After all, think about this for a minute. If they're negotiating that hard now, it means they'll most likely have the same attitude 6 months from now. An employer like this doesn't magically become nice to you after 6 months.
And with a crazy clause like that, it also means that they won't feel the need to negotiate with you, they'll just string you along indefinitely telling you that they don't have time to talk about it right now.
And everytime you bring it up, they'll look annoyed, they'll snap at you, and worse still, it will only make them be on the lookout for reasons to tell you that your performance is inadequate.
And I don't care how good you are. You could become the best performer in your profession, or the top employee in your company, but if your employer really wants to find flaws in your performance, it's going to find them whether those flaws exist or not.
Also, there is something called non-compete agreement of 12 months,
which I need to sign, once I join the company.
This offer is only getting worse and worse. If they want you to sign a non-compete, you need to see a copy of it now, not later. And the same goes for anything else they want you to abide by, you need to see those documents now.

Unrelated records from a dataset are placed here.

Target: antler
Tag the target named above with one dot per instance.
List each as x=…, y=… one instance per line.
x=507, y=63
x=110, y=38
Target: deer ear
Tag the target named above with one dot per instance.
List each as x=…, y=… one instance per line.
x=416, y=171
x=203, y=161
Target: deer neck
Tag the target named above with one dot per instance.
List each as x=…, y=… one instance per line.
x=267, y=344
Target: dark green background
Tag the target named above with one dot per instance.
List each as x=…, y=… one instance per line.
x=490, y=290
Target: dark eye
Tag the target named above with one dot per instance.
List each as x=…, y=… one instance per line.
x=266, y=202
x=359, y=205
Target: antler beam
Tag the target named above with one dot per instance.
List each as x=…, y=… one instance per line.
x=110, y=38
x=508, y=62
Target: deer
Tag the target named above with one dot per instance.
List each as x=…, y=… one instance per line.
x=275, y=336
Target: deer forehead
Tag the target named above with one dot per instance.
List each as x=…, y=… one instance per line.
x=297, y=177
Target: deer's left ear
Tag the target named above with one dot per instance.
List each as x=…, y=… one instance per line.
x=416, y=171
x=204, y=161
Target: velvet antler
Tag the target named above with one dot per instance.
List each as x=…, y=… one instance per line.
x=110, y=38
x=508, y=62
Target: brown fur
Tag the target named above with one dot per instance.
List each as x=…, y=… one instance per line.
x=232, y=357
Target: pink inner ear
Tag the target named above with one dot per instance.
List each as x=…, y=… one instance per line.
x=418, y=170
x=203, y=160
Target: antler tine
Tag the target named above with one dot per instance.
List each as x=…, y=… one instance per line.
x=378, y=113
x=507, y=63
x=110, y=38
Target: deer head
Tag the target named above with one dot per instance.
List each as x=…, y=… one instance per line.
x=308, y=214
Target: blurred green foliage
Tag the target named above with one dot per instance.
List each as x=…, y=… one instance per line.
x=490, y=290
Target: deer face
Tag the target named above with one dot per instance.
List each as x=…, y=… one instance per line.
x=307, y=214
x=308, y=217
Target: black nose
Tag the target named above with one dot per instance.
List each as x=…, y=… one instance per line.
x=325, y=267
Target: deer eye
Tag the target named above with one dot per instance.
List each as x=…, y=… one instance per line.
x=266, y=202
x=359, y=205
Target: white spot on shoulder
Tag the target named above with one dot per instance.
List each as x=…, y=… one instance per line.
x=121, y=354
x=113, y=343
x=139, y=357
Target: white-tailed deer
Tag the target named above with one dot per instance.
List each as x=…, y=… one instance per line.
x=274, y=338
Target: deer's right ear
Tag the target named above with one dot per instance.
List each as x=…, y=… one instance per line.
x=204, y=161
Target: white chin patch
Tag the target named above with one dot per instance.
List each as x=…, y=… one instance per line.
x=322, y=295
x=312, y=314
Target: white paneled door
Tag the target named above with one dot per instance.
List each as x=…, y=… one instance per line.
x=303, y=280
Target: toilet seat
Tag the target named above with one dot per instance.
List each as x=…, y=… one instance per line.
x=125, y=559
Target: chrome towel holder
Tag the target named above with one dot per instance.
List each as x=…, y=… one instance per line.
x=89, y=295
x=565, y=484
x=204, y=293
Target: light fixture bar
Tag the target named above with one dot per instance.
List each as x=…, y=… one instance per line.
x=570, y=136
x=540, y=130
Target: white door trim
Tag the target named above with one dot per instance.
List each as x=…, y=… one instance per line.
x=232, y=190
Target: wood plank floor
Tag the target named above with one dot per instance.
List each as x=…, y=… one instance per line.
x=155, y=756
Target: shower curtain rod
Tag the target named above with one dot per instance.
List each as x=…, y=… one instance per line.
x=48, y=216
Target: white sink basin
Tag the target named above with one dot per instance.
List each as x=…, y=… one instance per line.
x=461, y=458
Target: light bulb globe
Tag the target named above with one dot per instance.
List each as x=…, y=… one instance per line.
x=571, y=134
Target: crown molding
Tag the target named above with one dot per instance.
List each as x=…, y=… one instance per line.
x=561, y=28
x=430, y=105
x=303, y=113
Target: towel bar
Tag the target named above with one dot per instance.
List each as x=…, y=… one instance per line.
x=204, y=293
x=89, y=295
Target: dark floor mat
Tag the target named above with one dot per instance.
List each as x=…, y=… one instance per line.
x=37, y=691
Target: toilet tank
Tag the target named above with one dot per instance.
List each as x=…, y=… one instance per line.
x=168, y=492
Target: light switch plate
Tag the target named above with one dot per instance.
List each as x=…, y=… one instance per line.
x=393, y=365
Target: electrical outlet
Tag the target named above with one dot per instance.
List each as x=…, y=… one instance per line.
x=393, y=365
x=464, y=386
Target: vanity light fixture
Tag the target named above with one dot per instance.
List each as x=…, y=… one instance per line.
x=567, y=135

Do not accept any offer they've made, not even tentatively, until you've absolutely seen everything.
How broad is the non-compete? Who do they define as their competitors? If the non-compete is overly broad, which I suspect it is, you shouldn't sign it.
If they really want you to sit on your ass, or change to a non-competing profession, while your skills and CV stagnate and become stale, you need to be paid in full for each of those months they want you to do that.
Also, what happens if they let you go within your probation period? And why a non-compete when they're obviously treating you like a lowly intern? To me, that non-compete sounds more like a means to make sure you can't leave the company, or that you can't negotiate a higher rate. Think of the future. Do not even think of signing such a document unless it's extremely narrow in nature.
Apart from that, there would be ESOP option after 1 year (the company
is still not listed), Quarterly Performance Bonus, Permanent Work From
Home, etc. But no PF (Provident Fund) deductions , no Insurance.
Any ESOP option offer they make you now is essentially meaningless. The same goes with any promise of a "Quaterly Performance Bonus". If they're able to change the share dilution any way they want, or change your bonus based on your supposed "performance" which they get to judge themselves. These promises are essentially meaningless. They're worth nothing. Also, these things are extremely difficult to negotiate correctly. Just assume that they've offered you absolutely nothing on those two fronts.
And assume that even if the startup becomes a unicorn and the owners become billionaires, which is very unlikely anyway, they'll give you nothing.
But no PF (Provident Fund) deductions , no Insurance.
Now, they're showing you their true colors. I don't know much about India, so I don't know what "Provident Fund" means. But if they can't even provide you with insurance, even once you're out of probation. Then, it's an extremely bad sign. To me, it seems like they're not even trying to negotiate in good faith.